Israeli Palestinians, who number more than 1.7 million and constitute about 20% of the total population, are effectively treated and certainly feel that they are treated as second-class citizens. Israel fosters these feelings. For example, it explicitly regards itself as a Jewish state, not a state of and for all its citizens. It discriminates against the Israeli Palestinians in the matters of public funding, social integration, economic status and mobility. It hardly ever allows them to unite with their non-Israeli family, unless they are willing to emigrate. Kibbutzim would not accept Palestinian members. A policy of Jewification of areas densely populated by Palestinian citizens has been followed for decades. Senior politicians and others are calling for the transfer of the Palestinian population or parts of it. Attempts to ostracise Palestinian MPs are also increasing. Even the mere idea of a coalition government with their parties is deemed national betrayal. During the last general elections, the Israeli Prime Minister warned the Jewish voters, “The Arabs are moving in droves to the polling stations.” (23) This deeply disturbing bias is all-pervasive. It affects the Israeli healthcare system as well. It has recently been reported that some hospitals separate Jewish and Palestinian women in maternity wards upon the request of the former (24). Many regard what is currently going on in Israel as some form of apartheid. Recently, the Israeli army’s deputy chief of staff suggested a parallel between present-day Israel and the Germany of the 1930s (25). The continuing occupation in the West Bank and the siege on the Gaza Strip, which affect millions of non-Israeli Palestinians, are another matter.

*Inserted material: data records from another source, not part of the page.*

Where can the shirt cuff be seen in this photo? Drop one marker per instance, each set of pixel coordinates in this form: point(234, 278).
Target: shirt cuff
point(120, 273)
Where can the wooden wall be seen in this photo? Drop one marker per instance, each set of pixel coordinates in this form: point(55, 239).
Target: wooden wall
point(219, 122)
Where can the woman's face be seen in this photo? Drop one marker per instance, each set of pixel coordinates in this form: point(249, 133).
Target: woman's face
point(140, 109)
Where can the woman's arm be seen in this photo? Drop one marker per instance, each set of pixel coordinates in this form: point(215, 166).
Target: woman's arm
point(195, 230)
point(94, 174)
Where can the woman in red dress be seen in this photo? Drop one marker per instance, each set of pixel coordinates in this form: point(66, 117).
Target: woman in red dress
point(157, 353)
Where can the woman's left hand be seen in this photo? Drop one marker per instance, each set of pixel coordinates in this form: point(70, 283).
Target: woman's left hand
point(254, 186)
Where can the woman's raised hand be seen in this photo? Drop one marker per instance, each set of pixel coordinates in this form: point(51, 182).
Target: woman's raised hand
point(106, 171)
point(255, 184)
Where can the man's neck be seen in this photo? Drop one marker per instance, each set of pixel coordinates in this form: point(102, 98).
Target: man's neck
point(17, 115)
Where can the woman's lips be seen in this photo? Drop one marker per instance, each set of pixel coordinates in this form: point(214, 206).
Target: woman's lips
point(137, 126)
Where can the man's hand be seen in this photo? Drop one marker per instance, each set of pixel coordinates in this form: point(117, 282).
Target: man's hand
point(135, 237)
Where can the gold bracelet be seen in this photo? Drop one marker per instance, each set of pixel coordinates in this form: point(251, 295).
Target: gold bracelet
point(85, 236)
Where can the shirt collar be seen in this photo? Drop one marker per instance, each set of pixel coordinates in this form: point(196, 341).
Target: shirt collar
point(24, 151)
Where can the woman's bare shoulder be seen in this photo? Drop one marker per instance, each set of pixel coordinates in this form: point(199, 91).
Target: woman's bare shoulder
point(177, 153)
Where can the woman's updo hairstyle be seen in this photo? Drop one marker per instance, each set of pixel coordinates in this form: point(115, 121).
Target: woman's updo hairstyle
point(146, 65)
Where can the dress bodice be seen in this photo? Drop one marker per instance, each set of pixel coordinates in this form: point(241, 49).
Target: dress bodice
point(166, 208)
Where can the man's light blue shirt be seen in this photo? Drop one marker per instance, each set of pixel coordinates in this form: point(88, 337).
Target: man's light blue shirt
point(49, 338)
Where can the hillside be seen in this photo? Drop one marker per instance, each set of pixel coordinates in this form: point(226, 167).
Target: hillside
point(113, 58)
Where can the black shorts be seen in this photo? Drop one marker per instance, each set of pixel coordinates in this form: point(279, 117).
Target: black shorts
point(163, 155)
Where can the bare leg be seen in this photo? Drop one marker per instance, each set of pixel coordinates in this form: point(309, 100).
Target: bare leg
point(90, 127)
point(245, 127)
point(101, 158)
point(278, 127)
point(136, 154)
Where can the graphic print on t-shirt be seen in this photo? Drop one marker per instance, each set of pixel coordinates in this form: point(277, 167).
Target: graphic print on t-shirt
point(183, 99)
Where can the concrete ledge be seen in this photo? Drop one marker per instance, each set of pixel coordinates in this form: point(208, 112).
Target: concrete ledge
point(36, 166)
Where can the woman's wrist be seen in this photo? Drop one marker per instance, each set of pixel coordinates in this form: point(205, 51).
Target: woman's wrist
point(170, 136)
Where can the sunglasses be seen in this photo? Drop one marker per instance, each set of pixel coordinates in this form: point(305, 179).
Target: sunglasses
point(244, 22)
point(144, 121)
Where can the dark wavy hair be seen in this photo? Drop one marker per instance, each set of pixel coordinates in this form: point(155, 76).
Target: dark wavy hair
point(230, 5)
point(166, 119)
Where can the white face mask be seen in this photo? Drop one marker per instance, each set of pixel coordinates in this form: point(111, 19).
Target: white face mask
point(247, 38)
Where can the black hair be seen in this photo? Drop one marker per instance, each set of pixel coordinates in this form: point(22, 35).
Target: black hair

Against this backdrop, a Jewish-sectarian donor–recipient matching programme cannot be perceived as anything but a segregationist, exclusionist enterprise. The Israeli transplant system’s pseudo-ethical complicity with the programme thus becomes particularly disturbing. Instead of bringing peoples together, the imperative of the hour, this complicity helps to tear them apart. While saving the lives of the few, it mirrors the murky political stream that threatens the lives of the many. If only for these reasons, it is necessary to bring an end to this complicity.
What is to be done?
In our troubled world, the risk of altruistic individual-to-individual LURD concealing sectarian (and, of course, commercial) donations is likely to rise. Perhaps it may not be avoided completely. However, the international transplant community can reduce it significantly by embracing the default fictitious-but-realistic assumption that something is bound to be wrong with unrelated donations that are directed to recipients identified through the Internet (eg matchingdonors.com), or through third-party organisations (eg Matnat Chaim). The system must reject such offers without exception, regardless of how convincing the explicit motives of the donor may sound and irrespective of how close the donor–recipient relationship may seem.
With all respect to patients on waiting lists and their caring doctors, some forms of kidney donation are utterly unacceptable: “donations” from vendors, “donations” from executed prisoners, and also conditional-divisive donations. The Israeli nationalist trend and the complicity of the local and other systems therewith must stop at once. Israel has done a lot in recent years to combat organ trafficking and transplant tourism, phenomena that were once pervasive in the country. It does not need another scandal to undermine its commendable achievements. Nor does its deeply divided society need it. Nor do Jews worldwide need it. Sectarianism and exclusion have caused them enough suffering.